A practicing internal medicine physician, Bhatt served as managing deputy commissioner/chief strategy and innovation officer at the Chicago Public Health Department and chief health officer for the Illinois Health and Hospital Association before joining AHA. These roles taught him the importance of leadership in improving health care delivery.

“Leadership requires courage. Leadership is a dangerous game,” Bhatt said. “There is a potential for failure or being uncomfortable. But the hope is that you transform people’s lives, you transform organizations, and you transform the way we deliver care.”

Bhatt, who also has a master’s degree in public administration from Harvard University, stated that hospitals have to prioritize quality and patient safety.

“It’s challenging to have quality/safety lead the agenda given the operational, personnel, policy and financial pressures organizations are under,” he said. “If we lead with a culture of safety and excellence, we can make progress in improving outcomes at lower cost and help make care more affordable.”

PATIENTS AND PARTNERS 

Key to improving patient safety is patient and family engagement, Bhatt noted.

“We have to have conversations with and learn from our patients outside of the hospital. We have to include patients and their chosen family members as team members and partners in their care,” he said. “We have to address the social determinants of health. Their partnership provides critical information. When you consider that 60 percent of health comes from social factors, it’s really remarkable.”

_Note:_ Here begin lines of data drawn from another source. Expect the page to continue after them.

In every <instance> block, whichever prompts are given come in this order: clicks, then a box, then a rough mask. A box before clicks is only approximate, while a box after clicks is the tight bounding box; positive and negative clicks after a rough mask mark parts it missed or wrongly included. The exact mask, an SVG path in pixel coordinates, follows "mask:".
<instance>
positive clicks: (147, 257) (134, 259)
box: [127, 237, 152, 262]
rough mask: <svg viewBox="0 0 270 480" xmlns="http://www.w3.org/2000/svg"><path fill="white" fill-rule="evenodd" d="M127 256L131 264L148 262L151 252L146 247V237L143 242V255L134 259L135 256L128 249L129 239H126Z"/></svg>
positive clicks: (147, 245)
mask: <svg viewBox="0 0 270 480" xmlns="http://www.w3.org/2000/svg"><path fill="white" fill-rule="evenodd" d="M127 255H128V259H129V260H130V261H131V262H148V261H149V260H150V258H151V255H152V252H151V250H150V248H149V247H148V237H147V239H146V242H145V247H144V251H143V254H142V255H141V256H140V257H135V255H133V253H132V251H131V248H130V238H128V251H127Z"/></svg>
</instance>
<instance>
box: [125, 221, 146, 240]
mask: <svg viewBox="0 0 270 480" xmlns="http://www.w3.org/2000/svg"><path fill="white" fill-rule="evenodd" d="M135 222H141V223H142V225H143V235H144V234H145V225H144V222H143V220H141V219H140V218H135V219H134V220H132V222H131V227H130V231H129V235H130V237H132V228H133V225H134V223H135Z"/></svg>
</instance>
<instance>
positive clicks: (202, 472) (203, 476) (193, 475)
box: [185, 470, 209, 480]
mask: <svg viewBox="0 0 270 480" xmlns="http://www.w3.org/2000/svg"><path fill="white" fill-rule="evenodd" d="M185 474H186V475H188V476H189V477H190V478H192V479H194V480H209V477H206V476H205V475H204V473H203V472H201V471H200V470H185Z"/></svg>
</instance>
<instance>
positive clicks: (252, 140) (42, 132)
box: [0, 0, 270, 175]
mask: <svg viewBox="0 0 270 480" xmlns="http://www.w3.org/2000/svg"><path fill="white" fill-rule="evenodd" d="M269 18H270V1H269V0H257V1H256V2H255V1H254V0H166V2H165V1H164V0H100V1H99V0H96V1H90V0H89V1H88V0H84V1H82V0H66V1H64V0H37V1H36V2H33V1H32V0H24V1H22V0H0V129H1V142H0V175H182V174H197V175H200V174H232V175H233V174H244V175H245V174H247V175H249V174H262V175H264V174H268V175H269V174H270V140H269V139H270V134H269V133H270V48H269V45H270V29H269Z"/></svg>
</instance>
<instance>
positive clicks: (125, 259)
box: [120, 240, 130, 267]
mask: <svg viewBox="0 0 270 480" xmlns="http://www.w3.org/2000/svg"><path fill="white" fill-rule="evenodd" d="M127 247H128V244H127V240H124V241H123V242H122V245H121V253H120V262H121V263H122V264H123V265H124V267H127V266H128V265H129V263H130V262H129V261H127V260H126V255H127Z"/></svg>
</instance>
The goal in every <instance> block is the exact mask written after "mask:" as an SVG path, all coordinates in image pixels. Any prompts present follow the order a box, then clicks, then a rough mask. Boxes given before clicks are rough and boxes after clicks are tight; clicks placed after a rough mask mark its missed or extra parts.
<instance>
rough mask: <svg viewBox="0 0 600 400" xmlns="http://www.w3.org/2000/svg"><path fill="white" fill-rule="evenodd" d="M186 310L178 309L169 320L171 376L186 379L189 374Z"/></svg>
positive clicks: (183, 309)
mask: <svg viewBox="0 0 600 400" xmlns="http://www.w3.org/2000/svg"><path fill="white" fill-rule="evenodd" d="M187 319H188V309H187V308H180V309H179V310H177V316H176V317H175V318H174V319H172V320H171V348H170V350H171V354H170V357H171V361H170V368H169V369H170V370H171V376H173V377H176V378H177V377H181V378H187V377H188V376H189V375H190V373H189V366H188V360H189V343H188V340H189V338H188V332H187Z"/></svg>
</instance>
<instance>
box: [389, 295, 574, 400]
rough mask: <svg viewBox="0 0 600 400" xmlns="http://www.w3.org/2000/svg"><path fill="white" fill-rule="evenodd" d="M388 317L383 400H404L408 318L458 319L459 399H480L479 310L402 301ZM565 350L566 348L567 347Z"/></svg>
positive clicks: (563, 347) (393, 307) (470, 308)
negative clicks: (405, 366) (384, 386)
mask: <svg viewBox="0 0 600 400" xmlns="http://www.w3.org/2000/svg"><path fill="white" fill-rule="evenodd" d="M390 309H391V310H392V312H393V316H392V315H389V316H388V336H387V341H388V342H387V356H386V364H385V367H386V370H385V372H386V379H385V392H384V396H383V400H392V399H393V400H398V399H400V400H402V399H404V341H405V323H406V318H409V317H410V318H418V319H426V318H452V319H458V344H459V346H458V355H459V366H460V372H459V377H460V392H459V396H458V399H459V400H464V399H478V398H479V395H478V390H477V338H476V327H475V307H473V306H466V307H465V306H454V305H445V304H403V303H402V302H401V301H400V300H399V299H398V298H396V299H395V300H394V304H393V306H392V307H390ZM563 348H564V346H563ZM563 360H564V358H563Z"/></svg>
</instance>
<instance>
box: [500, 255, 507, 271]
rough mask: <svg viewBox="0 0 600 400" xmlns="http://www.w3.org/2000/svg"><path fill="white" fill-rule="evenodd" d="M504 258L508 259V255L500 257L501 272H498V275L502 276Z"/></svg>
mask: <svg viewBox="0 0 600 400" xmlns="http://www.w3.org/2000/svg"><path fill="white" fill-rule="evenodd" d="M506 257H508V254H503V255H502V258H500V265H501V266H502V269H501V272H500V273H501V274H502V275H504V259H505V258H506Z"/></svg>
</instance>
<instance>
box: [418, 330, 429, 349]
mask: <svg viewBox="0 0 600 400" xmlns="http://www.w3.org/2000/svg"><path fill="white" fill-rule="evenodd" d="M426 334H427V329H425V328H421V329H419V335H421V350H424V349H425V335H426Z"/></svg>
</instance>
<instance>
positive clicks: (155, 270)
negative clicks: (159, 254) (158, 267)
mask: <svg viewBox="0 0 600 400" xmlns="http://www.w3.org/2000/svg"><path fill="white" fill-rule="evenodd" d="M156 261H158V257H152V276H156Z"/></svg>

Bhatt noted that partnerships are crucial. The ability to build strong partnerships and make an impact at scale is part of what drew him to his current position with AHA/HRET. HRET has developed partnerships with a number of organizations, including the Indiana Hospital Association’s Indiana Patient Safety Center, which awarded HRET with its 2017 Patient Safety Partner Award.

“Joining the American Hospital Association was a tremendous opportunity to support our hospitals and advance health care across the nation,” Bhatt said. “State and allied associations are such critical partners in this work. I’m excited about the opportunities for collaboration and coordination to advance health in America.”